In the decades which followed, much theoretical work was done to better understand the physical basis underpinning these inconsistent radio emissions[3] [4], but few conclusions were reached. Soon, the radio whispers of Ross 128 became another fact of life, featured in second-rate science fiction and the source of endless conspiracy theories but given little further thought.
By the 2110’s, the development of space infrastructure and laser launch technology opened new frontiers in astronomy and exoplanet research. The first interstellar probes, so-called starwisps — compact sensor packages attached to ultra-lightweight lightsails — were launched to nearby stars. Although the majority of these were the product of nation states, not unlike the friendly competition of the First and Second Space Races, some mission plans were developed or even funded by public and private institutions.
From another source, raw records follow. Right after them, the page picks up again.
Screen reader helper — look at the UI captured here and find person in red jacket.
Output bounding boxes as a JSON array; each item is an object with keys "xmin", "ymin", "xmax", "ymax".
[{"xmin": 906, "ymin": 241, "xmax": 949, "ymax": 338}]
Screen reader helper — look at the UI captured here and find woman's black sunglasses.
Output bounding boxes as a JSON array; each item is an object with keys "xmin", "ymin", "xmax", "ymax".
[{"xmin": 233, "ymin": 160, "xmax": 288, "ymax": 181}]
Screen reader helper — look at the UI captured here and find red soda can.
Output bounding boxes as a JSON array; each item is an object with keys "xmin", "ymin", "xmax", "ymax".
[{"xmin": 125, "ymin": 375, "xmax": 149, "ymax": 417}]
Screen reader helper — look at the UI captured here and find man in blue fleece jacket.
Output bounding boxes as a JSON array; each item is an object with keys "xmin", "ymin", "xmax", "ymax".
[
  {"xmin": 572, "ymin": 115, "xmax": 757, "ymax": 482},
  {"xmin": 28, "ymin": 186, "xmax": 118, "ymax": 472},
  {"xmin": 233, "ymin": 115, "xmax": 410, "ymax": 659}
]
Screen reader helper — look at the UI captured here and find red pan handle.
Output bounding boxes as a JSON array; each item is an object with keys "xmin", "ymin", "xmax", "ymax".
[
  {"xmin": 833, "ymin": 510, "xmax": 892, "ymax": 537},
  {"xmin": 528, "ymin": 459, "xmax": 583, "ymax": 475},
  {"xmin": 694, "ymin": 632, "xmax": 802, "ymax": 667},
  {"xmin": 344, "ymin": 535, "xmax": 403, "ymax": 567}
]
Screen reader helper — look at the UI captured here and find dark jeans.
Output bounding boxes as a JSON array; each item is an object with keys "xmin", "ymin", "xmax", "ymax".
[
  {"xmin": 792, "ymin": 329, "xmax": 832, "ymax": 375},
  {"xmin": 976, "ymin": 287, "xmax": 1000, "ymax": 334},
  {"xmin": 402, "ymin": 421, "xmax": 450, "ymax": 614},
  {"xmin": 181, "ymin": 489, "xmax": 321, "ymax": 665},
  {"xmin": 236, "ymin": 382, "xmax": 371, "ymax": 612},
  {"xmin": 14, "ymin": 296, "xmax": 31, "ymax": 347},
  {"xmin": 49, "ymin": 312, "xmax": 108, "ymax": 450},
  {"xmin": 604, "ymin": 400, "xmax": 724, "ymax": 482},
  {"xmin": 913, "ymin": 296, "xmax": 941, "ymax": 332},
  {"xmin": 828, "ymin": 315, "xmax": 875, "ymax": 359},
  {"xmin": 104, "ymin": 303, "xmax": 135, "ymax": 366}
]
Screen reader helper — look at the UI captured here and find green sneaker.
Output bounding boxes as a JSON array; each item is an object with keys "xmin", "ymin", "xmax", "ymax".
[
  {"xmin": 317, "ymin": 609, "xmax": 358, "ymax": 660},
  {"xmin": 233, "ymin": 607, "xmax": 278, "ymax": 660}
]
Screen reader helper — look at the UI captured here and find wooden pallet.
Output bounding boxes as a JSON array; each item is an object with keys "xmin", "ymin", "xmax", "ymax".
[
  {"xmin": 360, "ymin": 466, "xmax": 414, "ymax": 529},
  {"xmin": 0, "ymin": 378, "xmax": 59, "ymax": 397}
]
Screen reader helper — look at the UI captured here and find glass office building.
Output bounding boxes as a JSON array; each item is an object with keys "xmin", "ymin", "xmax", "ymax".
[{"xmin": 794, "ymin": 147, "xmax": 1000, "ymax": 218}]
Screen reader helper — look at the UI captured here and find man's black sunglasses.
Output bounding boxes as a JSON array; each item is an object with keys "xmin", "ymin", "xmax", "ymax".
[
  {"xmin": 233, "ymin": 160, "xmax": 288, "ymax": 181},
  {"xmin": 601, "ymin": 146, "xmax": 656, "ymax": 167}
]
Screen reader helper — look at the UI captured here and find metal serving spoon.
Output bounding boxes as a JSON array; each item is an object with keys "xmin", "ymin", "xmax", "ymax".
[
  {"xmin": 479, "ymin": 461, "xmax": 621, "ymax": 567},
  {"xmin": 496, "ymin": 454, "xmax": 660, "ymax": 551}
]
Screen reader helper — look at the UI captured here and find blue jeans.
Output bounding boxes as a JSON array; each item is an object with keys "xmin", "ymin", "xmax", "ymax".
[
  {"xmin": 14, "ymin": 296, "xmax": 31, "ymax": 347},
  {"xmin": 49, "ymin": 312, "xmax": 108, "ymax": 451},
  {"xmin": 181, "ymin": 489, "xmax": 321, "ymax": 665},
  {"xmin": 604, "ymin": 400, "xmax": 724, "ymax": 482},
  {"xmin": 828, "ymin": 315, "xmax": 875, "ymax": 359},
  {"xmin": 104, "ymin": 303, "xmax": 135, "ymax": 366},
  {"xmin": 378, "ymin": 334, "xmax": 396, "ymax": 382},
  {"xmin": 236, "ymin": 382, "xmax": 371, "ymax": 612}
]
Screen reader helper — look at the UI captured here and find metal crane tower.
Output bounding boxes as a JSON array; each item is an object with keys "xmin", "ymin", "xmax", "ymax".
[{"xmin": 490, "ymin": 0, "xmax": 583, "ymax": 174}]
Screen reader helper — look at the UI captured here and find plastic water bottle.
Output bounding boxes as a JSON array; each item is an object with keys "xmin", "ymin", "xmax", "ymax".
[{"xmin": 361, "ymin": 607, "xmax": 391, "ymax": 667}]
One such mission plan, funded in part by the SETI Institute, was to send a starwisp to study Ross 128’s planets, in part to put to rest conspiracy and cheap fiction about the radio emissions alike. Xo23’s mission became a media sensation as thousands of people — many of them dressed in bug-eyed alien costumes or tinfoil hats — camped outside of the SETI Institute’s headquarters for the launch of the probe.
The long years of Xo23’s approach were largely quiet, punctuated either by occasional, sensationalised tabloid headlines about alien-worshipping cults and first contact, or by mundane articles penned by astronomers appealing in vain for calm and reason. Leaving aside constant jokes by late-night talk-show hosts and second-class washed-up comedians about alien invasions, most people seemed to think nothing would happen.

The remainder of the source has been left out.